Argyle was an international company that specialized in safeguarding corporate executives and negotiating the release of kidnapped employees — a popular crime in some foreign countries. They'd offered Sachs a job making twice what she did as a cop. And promised her a carry permit — a license for a concealed weapon — in most jurisdictions, unusual for security companies. That and the promise to send her to exotic and dangerous locations caught her interest, though she'd turned them down immediately.
"What's this all about?"
"I'm quitting, Rhyme."
"Quitting the force? Are you serious?"
She nodded. "I've pretty much decided. I want to go in a different direction. I can do good things there too. Protecting families, guarding kids. They do a lot of antiterrorist work."
Now he too stared out the window at the stark, bald trees of Central Park. He thought about his conversation with Kathryn Dance the previous day, about his early days of therapy. One doctor, a sharp, young man with the NYPD, Terry Dobyns, had told him, "Nothing lasts forever." He'd meant this about the depression he'd been experiencing.
Now the sentence meant something very different and he couldn't get the words out of his mind.
Nothing lasts forever...
"Ah."
"I think I have to, Rhyme. I have to."
"Because of your father?"
She nodded, dug her finger into her hair, scratched. Winced at that pain, or at some other.
"This's crazy, Sachs."
"I don't think I can do it anymore. Be a cop."
"It's pretty fast, don't you think?"
"I've thought about it all night. I've never thought about anything so much in my life."
"Well, keep thinking. You can't make decisions like this after you get some bad news."
"Bad
news
? Everything I thought about Dad was a lie."
"Not everything," Rhyme countered. "One part of his life."
"But the most important part. That's who he was first, Rhyme. A cop."
"It was a long time ago. The Sixteenth Avenue Club was closed up when you were a baby."
"That makes him
less
corrupt?"
Rhyme said nothing.
"You want me to explain it, Rhyme? Like evidence? Add a few drops of reagent and look at the results? I can't. All I know is I have a really bad taste in my mouth. This's affected how I look at the whole job."

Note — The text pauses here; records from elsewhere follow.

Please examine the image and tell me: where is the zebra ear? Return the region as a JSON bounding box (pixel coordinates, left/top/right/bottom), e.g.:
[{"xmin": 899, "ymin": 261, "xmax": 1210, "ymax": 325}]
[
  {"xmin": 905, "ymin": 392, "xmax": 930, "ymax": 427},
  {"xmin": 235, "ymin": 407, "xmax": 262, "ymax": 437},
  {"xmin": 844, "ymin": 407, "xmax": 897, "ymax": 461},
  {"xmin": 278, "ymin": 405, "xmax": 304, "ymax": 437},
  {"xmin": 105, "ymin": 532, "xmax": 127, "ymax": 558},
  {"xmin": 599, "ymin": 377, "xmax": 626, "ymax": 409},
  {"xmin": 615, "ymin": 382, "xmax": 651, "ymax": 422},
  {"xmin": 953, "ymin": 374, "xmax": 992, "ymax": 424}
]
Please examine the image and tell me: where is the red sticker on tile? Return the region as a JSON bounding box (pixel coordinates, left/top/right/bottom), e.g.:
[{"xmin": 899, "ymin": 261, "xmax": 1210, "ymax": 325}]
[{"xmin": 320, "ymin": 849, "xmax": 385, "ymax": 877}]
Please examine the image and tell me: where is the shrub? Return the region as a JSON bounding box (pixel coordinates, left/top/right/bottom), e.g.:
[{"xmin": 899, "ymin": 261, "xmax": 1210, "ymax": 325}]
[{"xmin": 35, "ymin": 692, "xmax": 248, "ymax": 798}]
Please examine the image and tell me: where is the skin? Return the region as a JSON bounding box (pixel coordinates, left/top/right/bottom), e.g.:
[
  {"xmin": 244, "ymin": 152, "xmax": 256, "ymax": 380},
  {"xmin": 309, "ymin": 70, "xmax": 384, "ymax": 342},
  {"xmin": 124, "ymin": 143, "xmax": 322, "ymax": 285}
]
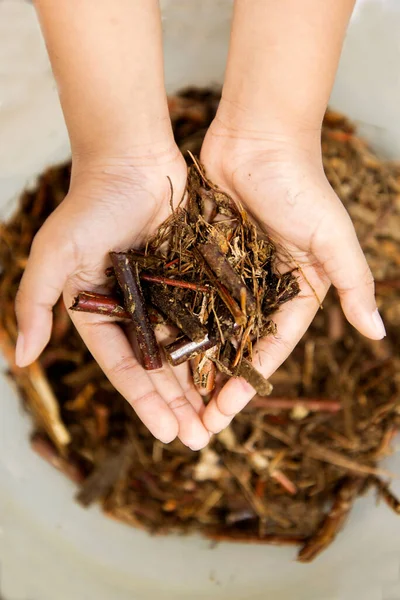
[
  {"xmin": 200, "ymin": 0, "xmax": 386, "ymax": 433},
  {"xmin": 16, "ymin": 0, "xmax": 385, "ymax": 447}
]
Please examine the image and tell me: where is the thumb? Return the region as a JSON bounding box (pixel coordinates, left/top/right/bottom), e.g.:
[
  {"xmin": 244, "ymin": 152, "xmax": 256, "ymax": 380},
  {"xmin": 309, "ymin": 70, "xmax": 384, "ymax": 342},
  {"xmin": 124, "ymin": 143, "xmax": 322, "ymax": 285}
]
[
  {"xmin": 311, "ymin": 207, "xmax": 385, "ymax": 340},
  {"xmin": 15, "ymin": 228, "xmax": 73, "ymax": 367}
]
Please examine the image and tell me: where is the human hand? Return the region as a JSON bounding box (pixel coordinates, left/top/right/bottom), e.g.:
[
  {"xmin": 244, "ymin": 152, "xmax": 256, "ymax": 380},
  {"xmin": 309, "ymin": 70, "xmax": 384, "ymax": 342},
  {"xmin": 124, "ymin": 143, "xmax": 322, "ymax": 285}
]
[
  {"xmin": 15, "ymin": 148, "xmax": 210, "ymax": 450},
  {"xmin": 200, "ymin": 123, "xmax": 385, "ymax": 433}
]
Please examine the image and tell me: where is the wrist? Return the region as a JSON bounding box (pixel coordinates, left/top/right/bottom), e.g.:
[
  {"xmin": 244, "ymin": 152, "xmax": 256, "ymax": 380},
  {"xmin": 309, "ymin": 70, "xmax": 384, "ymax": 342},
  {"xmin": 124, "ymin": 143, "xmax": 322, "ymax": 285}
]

He said kindly, "It's gotta be tough. But whatever happened to him doesn't touch you. All that matters is you're a good cop, and a lot fewer cases'll be closed if you leave."
"I'll only close cases if my heart's in it. And it's not. Something's gone." She added, "Pulaski's coming along great. He's better now than I was when I started working with you."
"He's better because
you've
been training him."
"Don't do that."
"What?"
"Butter me up, drop those little comments. That's what my mother used to do with my father. You don't want me to leave, I understand, but don't play that kind of card."
But he had to play the card. And any other he could think of. After the accident Rhyme had wrestled with suicide on a number of occasions. And though he'd come close he always rejected the choice. What Amelia Sachs was now considering was psychic suicide. If she quit the force he knew that she'd be killing her soul.